The findings, made public in the Public Infractions Report on June 23, 2005, include drug use, failure to report drug test results and benefits, financial assistance totaling tens of thousands of dollars to athletes, and more than $100,000 in donations directed to amateur teams comprising prospects.
To cover up some of these payments, Bliss tried to convince team members to portray deceased Dennehy, who received some of those payments, as a drug dealer even provided them with tape recorders to rehearse prior to interview with university investigators.
"He attempted to try to cover up what had occurred to the point of making people practice and record their statements like in a high school play," Marsh told the Associated Press (AP). "It's about as bad as it gets."
If Bliss, who has been placed on a 10-year probation, seeks employment with the NCAA, he and the hiring university are to appear before the Committee on Infractions. One former assistant will be subject to this procedure for seven years and two others for five years.

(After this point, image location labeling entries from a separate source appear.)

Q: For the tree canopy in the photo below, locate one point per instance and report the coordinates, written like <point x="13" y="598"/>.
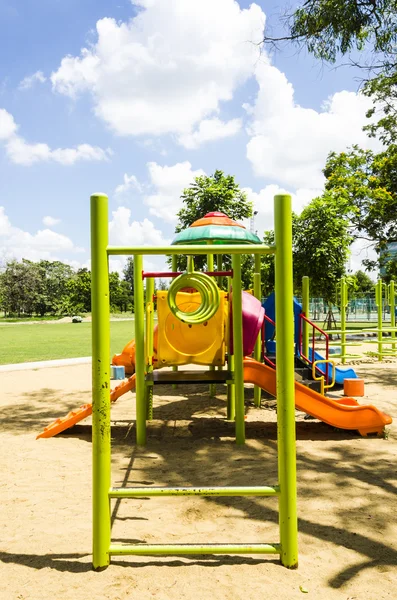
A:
<point x="364" y="185"/>
<point x="330" y="29"/>
<point x="217" y="192"/>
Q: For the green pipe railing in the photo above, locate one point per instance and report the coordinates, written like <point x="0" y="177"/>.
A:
<point x="189" y="549"/>
<point x="152" y="492"/>
<point x="258" y="343"/>
<point x="103" y="549"/>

Marsh said the penalties against the school likewise could have been tougher -- including the "death penalty," which would have closed the basketball program -- if not for the school's "very blunt self-assessment" and earlier self-imposed penalties.
"As a repeat violator, they were subject to the death penalty," Marsh said of Baylor, whose tennis program received sanctions in 2000 for financial aid. "Their penalties and their approach saved their basketball season."
The scandal is also the second to hit the basketball program in the last decade.
The NCAA's findings also revealed academic fraud by three Baylor football players.
Baylor interim President William D. Underwood, the new athletics director, Ian McCaw, and head men's basketball coach Scott Drew, each released a statement regarding the report from the NCAA Committee on Infractions on the men's basketball program.
Baylor supports the committees conclusion that additional sanctions are an appropriate message that this kind of behavior cannot and will not be tolerated, stated Underwood. We appreciate the committees recognition that Baylor University acted in good faith, has exhibited genuine remorse and has responded to the violations in a decisive and meaningful fashion.
Commending Baylors legal team for their investigation and presentation to the committee, McCaw wrote, However, I remain optimistic and enthusiastic about the future of Baylor athletics and in particular our men's basketball program under the leadership of Scott Drew."
Drew, stating that the team is ready to bring closure to the episode, he wrote, "Right now my heart goes out to our players, who are obviously very disappointed," he said. "In the Good Book it says He will bring it to pass. Our program continues to focus on the future, and we know that it is bright.